Gli sportivi vengono selezionati nelle loro discipline, seguiti dai Club e magari poi dalle associazioni regionali (selezioni cantonali) o addirittura dal mantello nazionale, dove vengono poi magari indirizzati in centri specifici come quelli già elencati, dove ci si occupa della formazione sportiva e dell’istruzione scolastica e professionale degli allievi.

Da alcune testimonianze, tuttavia, emerge che le famiglie vengono lasciate completamente sole nel supporto finanziario ai propri figli, dai viaggi interni al Paese o all’ estero, dalle attrezzature sportive alle rette mensili dovute ai centri formativi, e questo per tutti i lunghi anni necessari a trasformare un pulcino in un talento dello sport. Un carico decisamente troppo sostenuto, specie per le famiglie meno abbienti, che spesso sono costrette a gettare la spugna e ritirare il proprio figlio dallo sport, con conseguenze incalcolabili per l’atleta e la sua famiglia (frustrazione, senso di sconfitta, vergogna in alcuni casi, difficoltà ad intraprendere strade alternative in seguito), ma anche per l’intera nazione, rea di aver trascurato e infine perso un talento che avrebbe potuto portare onore, successi sportivi e contribuire all’immagine del Paese.

L’idea non è certo di inserire elementi di discriminazione tra famiglie, ma coloro che si impegnano duramente a mettere il proprio figlio a disposizione dello sport agonistico nazionale e internazionale meritano di essere sostenuti dal Paese, con agevolazioni che nel tempo verrebbero ampiamente ripagate: se alcune rette e spese potrebbero essere assunte dal Dipartimento Difesa Popolazione e Sport, altre potrebbero essere dedotte dalle imposte o parzialmente rimborsate dai Cantoni.

Non giova continuare ad inviare miliardi (pubblici) all’estero e ai Paesi in via di sviluppo in tutto il mondo, se poi non siamo nemmeno in grado di sostenere i nostri giovani sportivi.
Pretendiamo da loro il massimo, medaglie e successi, li ringraziamo pure al loro ritorno con mazzi di fiori e politici sorridenti (magari in campagna elettorale) all’aeroporto di Zurigo-Kloten, ma poi non siamo in grado di pagar loro nemmeno l’albergo o il biglietto aereo per Pechino o Oslo. Tutto resta a carico dei genitori.

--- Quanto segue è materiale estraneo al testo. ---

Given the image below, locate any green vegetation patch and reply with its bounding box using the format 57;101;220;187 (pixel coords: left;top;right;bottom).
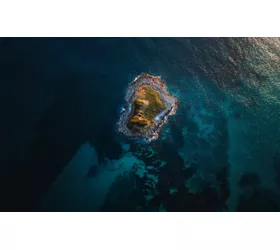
127;86;166;132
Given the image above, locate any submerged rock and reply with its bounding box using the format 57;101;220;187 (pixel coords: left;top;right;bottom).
118;74;178;142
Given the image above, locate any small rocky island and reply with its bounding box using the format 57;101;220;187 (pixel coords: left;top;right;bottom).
118;73;178;142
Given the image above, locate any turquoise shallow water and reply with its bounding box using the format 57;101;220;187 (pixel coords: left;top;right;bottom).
0;38;280;211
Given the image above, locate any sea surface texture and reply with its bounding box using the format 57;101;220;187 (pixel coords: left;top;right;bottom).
0;38;280;212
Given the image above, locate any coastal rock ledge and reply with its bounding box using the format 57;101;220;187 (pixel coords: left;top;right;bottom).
117;73;178;142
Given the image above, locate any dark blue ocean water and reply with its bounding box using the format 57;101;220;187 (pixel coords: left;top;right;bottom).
0;38;280;211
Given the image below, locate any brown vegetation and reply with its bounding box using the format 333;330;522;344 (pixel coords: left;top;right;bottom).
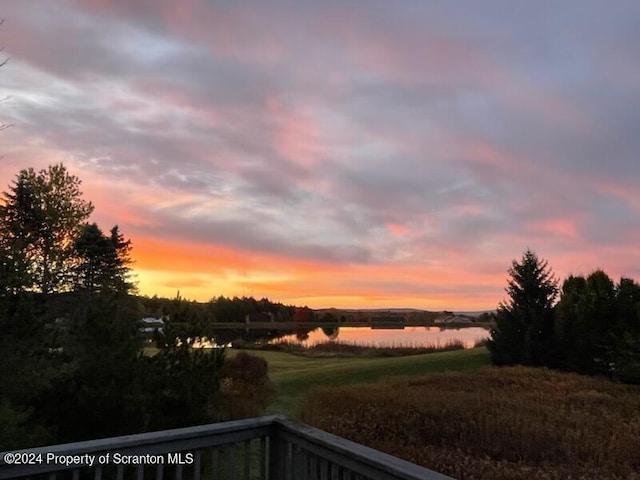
248;340;472;357
302;367;640;480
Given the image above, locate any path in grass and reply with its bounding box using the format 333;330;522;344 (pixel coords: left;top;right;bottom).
240;347;490;418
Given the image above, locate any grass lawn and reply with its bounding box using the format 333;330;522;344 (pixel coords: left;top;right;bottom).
235;347;490;418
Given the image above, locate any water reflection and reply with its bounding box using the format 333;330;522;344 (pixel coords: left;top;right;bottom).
270;327;489;348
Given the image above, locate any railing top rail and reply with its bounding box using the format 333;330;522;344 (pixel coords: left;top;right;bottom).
274;416;455;480
0;415;281;458
0;416;276;480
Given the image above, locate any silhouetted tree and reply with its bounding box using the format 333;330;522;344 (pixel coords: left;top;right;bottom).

Concludo con un invito alla riflessione su un argomento delicato e fondamentale, ma troppo spesso dimenticato: la vita dello sportivo d’élite e di successo che, una volta terminato il periodo agonistico e aver esaurito la carica di adrenalina, si ritrova molte volte abbandonato a se stesso. Esempi nel mondo dello sport nostrano e nazionale ve ne sono stati, alcune volte con finali tragici, impossibili da dimenticare.

Probabilmente, quando uno sportivo non si trova più sotto i riflettori e nemmeno al centro dell’interesse sportivo o degli sponsor, si ritrova perso in un mondo che non gli appartiene. È impossibile e ingiusto liquidare il tutto con la facile scusa della “fragilità psicologica”.
Il punto è che la formazione di uno sportivo, lungo tutte le fasi della sua crescita, dovrebbe puntare a farne un campione, sì, ma prima di tutto un uomo, con un bagaglio di nozioni e conoscenze che gli permetteranno, una volta terminato il periodo agonistico, di essere facilmente e opportunamente ricollocato in una vita professionale alternativa, la cui responsabilità moralmente non può che essere attribuita a chi ha gestito la vita di questi sportivi negli anni “del successo”.